Switch action of troponin on muscle thin filament as revealed by spin labeling and pulsed EPR

Abstract

We have used pulsed electron-electron double resonance (PELDOR) spectroscopy to measure the distance between spin labels at Cys(133) of the regulatory region of TnI (TnI133) and a native or genetically substituted cysteine of TnC (TnC44, TnC61, or TnC98). In the +Ca(2+) state, the TnC44-TnI133-T distance was 42 A, with a narrow distribution (half-width of 9 A), suggesting that the regulatory region binds the N-lobe of TnC. Distances for TnC61-TnI133 and TnC98-TnI133 were also determined to be 38 A (width of 12 A) and 22 A (width of 3.4 A), respectively. These values were all consistent with recently published crystal structure (Vinogradova, M. V., Stone, D. B., Malanina, G. G., Karatzaferi, C., Cooke, R., Mendelson, R. A., and Fletterick, R. J. (2005) Proc. Natl Acad. Sci. U.S.A. 102, 5038-5043). Similar distances were obtained with the same spin pairs on a reconstituted thin filament in the +Ca(2+) state. In the -Ca(2+) state, the distances displayed broad distributions, suggesting that the regulatory region of TnI was physically released from the N-lobe of TnC and consequently fluctuated over a variety of distances on a large scale (20-80 A). The interspin distance appeared longer on the filament than on troponin alone, consistent with the ability of the region to bind actin. These results support a concept that the regulatory region of TnI, as a molecular switch, binds to the exposed hydrophobic patch of TnC and traps the inhibitory region of TnI away from actin in Ca(2+) activation of muscle.

FIGURE 1.

Analysis of the PELDOR spectra of doubly labeled TnC and TnI in the reconstituted heterotrimer complex. Spectra were taken with a four-pulse sequence, both in the presence (red line) and absence (blue line) of Ca²⁺ ions at 80 K. Spin pairs were analyzed between Cys¹³³ in TnI and three different residues in TnC: Cys⁴⁴ (a), Cys⁶¹ (b), and Cys⁹⁸ (c). For each pair, the left panel compares the experimental spectrum modulation of the doubly labeled complex (dotted line) with the fitted spectrum modulation (continuous line). The single or double Gaussian distribution shown in the right panel fits the experimental spectra satisfactorily. In the right panel of a, a second population (56%) of widely separated noninteracting spins (>80 Å) in addition to the single Gaussian distribution is needed (not shown) to obtain the best fit for the complex in the −Ca²⁺ state (blue line).

FIGURE 2.

Analysis of the PELDOR spectra of interacting doubly labeled troponin C and I in the reconstituted thin filament.
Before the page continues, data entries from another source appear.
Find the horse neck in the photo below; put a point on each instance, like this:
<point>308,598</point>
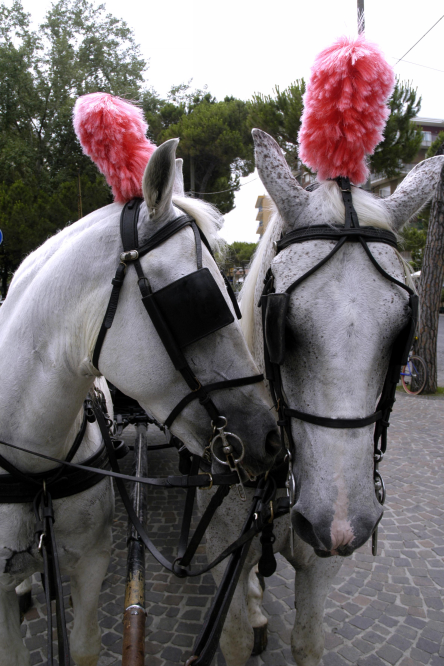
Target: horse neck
<point>47,333</point>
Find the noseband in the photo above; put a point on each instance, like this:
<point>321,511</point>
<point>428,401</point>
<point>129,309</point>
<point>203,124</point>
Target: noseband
<point>183,312</point>
<point>274,312</point>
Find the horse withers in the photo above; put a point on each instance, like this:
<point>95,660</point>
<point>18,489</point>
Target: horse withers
<point>48,330</point>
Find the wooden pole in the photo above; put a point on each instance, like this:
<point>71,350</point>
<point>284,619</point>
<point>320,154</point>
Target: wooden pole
<point>133,651</point>
<point>430,286</point>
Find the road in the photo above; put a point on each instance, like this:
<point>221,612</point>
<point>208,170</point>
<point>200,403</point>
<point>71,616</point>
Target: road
<point>381,611</point>
<point>440,353</point>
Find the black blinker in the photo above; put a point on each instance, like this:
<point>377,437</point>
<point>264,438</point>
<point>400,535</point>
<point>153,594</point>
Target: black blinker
<point>192,307</point>
<point>275,317</point>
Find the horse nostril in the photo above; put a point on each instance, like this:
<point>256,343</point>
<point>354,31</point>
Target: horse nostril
<point>272,443</point>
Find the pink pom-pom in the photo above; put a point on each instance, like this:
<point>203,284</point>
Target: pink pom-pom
<point>345,109</point>
<point>112,133</point>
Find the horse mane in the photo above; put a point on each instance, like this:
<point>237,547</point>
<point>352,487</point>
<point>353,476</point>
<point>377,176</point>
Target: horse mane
<point>371,213</point>
<point>208,219</point>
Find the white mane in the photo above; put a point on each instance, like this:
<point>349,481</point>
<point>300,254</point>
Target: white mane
<point>371,213</point>
<point>207,218</point>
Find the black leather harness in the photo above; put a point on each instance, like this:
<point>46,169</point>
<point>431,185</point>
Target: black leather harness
<point>183,312</point>
<point>274,314</point>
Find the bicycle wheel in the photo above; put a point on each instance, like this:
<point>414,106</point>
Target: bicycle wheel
<point>415,375</point>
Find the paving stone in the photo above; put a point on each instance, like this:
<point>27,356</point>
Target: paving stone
<point>390,654</point>
<point>383,610</point>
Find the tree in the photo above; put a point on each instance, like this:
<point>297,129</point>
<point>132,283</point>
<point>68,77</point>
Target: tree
<point>215,141</point>
<point>430,286</point>
<point>236,256</point>
<point>402,137</point>
<point>280,115</point>
<point>79,48</point>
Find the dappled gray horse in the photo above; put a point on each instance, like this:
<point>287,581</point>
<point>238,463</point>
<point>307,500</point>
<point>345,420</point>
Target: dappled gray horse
<point>340,327</point>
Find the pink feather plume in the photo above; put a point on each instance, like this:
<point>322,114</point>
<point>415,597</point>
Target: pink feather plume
<point>112,133</point>
<point>345,109</point>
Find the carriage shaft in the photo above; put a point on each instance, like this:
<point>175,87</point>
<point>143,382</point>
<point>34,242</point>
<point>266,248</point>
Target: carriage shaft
<point>133,651</point>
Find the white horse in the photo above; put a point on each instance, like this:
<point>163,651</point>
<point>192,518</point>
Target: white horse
<point>341,325</point>
<point>48,329</point>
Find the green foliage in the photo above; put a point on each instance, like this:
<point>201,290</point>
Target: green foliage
<point>280,116</point>
<point>79,48</point>
<point>436,145</point>
<point>236,255</point>
<point>402,137</point>
<point>215,141</point>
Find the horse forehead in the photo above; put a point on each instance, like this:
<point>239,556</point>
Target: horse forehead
<point>347,280</point>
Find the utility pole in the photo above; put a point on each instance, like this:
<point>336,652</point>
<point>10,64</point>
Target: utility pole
<point>192,181</point>
<point>361,17</point>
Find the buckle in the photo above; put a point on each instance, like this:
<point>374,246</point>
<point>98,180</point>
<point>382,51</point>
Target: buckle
<point>132,255</point>
<point>211,481</point>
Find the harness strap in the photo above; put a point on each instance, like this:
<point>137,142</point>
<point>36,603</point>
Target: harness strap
<point>200,480</point>
<point>201,394</point>
<point>175,567</point>
<point>117,283</point>
<point>333,423</point>
<point>327,232</point>
<point>44,513</point>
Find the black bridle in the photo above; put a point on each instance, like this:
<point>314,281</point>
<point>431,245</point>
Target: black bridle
<point>274,313</point>
<point>185,311</point>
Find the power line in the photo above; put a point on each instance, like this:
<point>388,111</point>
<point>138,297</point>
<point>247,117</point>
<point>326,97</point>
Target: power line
<point>231,189</point>
<point>418,65</point>
<point>426,33</point>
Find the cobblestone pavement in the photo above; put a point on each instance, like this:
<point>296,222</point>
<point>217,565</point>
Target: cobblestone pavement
<point>383,610</point>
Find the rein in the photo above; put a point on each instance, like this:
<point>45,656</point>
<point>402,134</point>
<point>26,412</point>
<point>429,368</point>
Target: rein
<point>274,312</point>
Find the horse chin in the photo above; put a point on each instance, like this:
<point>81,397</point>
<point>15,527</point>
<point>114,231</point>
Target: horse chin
<point>341,551</point>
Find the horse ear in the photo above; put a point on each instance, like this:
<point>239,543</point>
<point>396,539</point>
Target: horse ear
<point>416,189</point>
<point>159,178</point>
<point>178,188</point>
<point>289,197</point>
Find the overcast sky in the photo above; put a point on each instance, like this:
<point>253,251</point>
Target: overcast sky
<point>238,47</point>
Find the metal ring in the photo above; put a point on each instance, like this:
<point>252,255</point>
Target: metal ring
<point>228,434</point>
<point>178,570</point>
<point>380,491</point>
<point>271,511</point>
<point>224,426</point>
<point>211,481</point>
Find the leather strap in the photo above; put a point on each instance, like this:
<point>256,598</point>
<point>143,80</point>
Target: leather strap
<point>202,392</point>
<point>333,423</point>
<point>334,232</point>
<point>200,480</point>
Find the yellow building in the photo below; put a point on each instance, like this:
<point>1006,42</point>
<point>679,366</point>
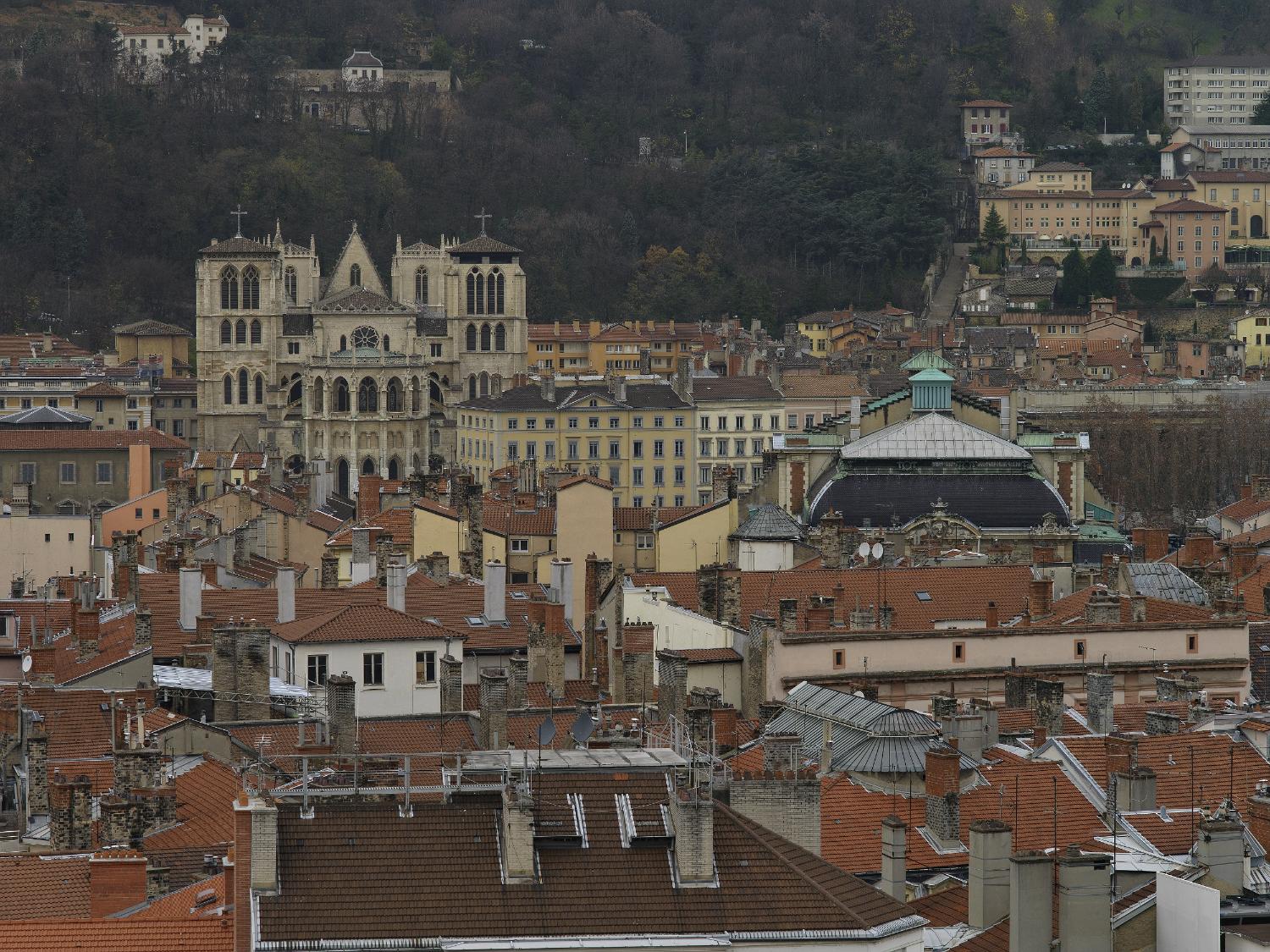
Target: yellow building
<point>639,437</point>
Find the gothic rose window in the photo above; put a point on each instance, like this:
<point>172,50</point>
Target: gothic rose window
<point>366,337</point>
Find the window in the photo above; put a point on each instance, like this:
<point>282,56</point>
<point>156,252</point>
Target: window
<point>424,667</point>
<point>317,669</point>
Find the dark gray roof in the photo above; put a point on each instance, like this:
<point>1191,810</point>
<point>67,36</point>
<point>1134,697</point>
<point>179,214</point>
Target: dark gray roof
<point>769,522</point>
<point>1166,581</point>
<point>733,388</point>
<point>652,396</point>
<point>988,500</point>
<point>484,244</point>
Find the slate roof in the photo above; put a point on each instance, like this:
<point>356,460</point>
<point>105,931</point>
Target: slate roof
<point>988,500</point>
<point>769,522</point>
<point>1166,581</point>
<point>932,437</point>
<point>362,871</point>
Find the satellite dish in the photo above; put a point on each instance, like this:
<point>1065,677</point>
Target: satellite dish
<point>583,728</point>
<point>546,733</point>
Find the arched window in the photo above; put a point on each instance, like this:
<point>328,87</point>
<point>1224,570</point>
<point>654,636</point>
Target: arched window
<point>495,292</point>
<point>367,396</point>
<point>229,289</point>
<point>251,289</point>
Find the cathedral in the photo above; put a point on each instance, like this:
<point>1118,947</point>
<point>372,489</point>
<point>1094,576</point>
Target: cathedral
<point>347,367</point>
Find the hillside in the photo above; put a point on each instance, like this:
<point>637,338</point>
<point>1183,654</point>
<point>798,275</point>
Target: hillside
<point>797,149</point>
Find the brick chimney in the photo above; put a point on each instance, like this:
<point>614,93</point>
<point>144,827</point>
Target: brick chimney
<point>942,796</point>
<point>116,881</point>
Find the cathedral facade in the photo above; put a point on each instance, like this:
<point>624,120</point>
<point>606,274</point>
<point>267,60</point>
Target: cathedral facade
<point>345,367</point>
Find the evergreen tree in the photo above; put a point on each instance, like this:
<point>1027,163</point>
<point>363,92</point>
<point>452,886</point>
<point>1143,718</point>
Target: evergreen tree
<point>1074,289</point>
<point>1102,282</point>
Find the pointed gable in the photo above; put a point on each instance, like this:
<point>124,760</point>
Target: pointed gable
<point>355,254</point>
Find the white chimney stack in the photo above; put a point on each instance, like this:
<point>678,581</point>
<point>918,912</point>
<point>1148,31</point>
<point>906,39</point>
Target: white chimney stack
<point>495,592</point>
<point>284,581</point>
<point>190,598</point>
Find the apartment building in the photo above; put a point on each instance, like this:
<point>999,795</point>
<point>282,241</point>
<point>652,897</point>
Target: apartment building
<point>1216,89</point>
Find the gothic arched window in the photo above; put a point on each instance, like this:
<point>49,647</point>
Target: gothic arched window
<point>229,289</point>
<point>494,291</point>
<point>251,289</point>
<point>367,396</point>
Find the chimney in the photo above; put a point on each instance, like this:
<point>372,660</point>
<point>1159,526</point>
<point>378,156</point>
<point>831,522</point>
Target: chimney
<point>990,873</point>
<point>395,589</point>
<point>451,685</point>
<point>493,710</point>
<point>190,598</point>
<point>1031,901</point>
<point>942,796</point>
<point>342,713</point>
<point>1100,698</point>
<point>561,584</point>
<point>672,675</point>
<point>517,682</point>
<point>1085,900</point>
<point>1041,596</point>
<point>116,881</point>
<point>284,581</point>
<point>1219,847</point>
<point>693,819</point>
<point>518,860</point>
<point>495,592</point>
<point>894,850</point>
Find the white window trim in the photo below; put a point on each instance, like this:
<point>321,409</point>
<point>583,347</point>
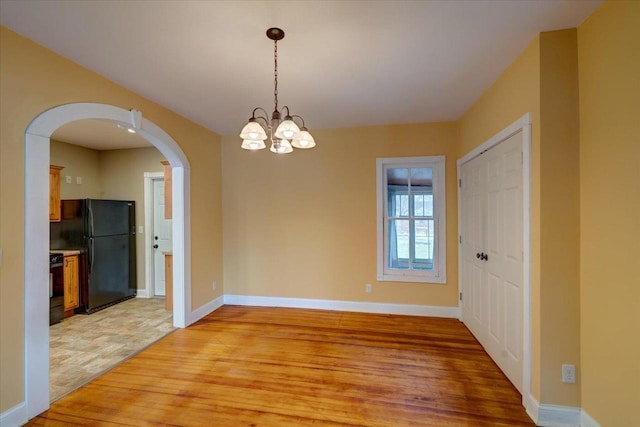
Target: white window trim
<point>439,272</point>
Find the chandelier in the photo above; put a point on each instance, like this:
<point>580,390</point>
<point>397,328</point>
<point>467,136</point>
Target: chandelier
<point>283,134</point>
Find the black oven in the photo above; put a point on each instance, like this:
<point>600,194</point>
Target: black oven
<point>56,288</point>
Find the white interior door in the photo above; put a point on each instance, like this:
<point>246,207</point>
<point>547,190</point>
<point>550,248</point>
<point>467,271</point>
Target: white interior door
<point>162,239</point>
<point>492,253</point>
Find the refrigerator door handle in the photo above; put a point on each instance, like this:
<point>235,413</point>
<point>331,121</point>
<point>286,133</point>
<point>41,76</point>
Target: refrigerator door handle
<point>90,212</point>
<point>91,251</point>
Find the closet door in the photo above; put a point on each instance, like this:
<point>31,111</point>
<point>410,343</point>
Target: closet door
<point>492,248</point>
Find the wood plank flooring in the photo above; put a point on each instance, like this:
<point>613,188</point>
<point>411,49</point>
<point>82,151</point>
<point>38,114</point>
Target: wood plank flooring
<point>250,366</point>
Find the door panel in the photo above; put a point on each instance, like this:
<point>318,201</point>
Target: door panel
<point>492,216</point>
<point>162,232</point>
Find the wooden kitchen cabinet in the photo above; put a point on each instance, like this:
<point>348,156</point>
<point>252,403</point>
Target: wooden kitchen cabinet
<point>70,274</point>
<point>54,192</point>
<point>168,211</point>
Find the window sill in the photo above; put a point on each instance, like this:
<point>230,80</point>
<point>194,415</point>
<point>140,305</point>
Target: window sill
<point>413,279</point>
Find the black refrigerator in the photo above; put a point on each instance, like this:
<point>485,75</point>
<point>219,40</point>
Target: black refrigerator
<point>105,231</point>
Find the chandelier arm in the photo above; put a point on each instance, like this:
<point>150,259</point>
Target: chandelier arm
<point>266,122</point>
<point>300,117</point>
<point>253,115</point>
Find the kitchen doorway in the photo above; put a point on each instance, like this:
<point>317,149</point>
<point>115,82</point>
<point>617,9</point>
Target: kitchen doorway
<point>37,141</point>
<point>159,239</point>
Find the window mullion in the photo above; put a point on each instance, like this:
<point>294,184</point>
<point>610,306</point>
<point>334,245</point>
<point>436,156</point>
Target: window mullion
<point>411,223</point>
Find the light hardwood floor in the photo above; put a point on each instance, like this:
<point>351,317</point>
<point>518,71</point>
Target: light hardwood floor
<point>249,366</point>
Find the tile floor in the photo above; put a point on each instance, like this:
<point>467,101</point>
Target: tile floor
<point>83,347</point>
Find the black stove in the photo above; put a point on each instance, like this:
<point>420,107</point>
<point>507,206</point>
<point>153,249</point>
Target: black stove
<point>56,288</point>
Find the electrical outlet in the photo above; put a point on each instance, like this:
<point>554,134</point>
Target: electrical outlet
<point>569,374</point>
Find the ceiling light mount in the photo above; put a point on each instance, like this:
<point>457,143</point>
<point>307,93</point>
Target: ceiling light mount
<point>284,134</point>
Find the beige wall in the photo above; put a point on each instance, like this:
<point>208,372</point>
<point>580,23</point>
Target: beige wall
<point>122,178</point>
<point>304,225</point>
<point>609,63</point>
<point>516,92</point>
<point>543,81</point>
<point>559,216</point>
<point>77,162</point>
<point>109,174</point>
<point>33,80</point>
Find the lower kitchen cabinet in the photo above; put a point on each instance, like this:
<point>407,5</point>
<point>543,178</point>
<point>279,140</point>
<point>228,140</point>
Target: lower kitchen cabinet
<point>70,274</point>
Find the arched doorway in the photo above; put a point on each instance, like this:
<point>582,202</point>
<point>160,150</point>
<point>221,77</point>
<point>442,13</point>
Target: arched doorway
<point>37,231</point>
The spectra were taken in the presence (red line) and absence (blue line) of Ca²⁺ ions and are shown as described in Fig. 1. Spin pairs were between Cys¹³³ in TnI and two different residues in TnC: Cys⁴⁴ (a) and Cys⁶¹ (b).

FIGURE 3.

Proposed conformations of TnC and TnI in the heterotrimer complex (a) and in the thin filament (b). a, in the presence of Ca²⁺ ions, the switch segment adjacent to Cys¹³³ of TnI is attached to N-lobe of TnC, which is in the open state in the presence of Ca²⁺ ions as in the crystal structure. In the absence of Ca²⁺ ions, the switch segment is dissociated from the N-lobe, which is in the closed state and remains mobile. b, the same bond is made in the presence of Ca²⁺ ions, whereas the C-terminal region proximal to Cys¹³³ may interact with actin in the absence of Ca²⁺ ions. The structures of the ternary TnC-TnI-TnT2 complexes in the presence and absence of Ca²⁺ ions are modified from the PDB codes 1YTZ and 1YVO, respectively. Only one of the two troponin complexes is shown, drawn with an α-carbon ribbon model. TnC is in purple, TnI is in light blue, and TnT is in dark yellow. The residues Gly⁴⁴, Ala⁶¹, and Glu⁹⁸ of chicken TnC and Asn¹³³ of chicken TnI are shown with a space-filling model. The C-terminal extension (a putative second actin-binding domain) of TnI and N-terminal extensions of TnT (TnT1) are drawn schematically as ellipsoids. The shaded regions indicate two putative TnI-actin interactions in the thin filament in the −Ca²⁺ state. Tropomyosin strands and six actin protomers are drawn as brown sticks and light blue spheres, respectively.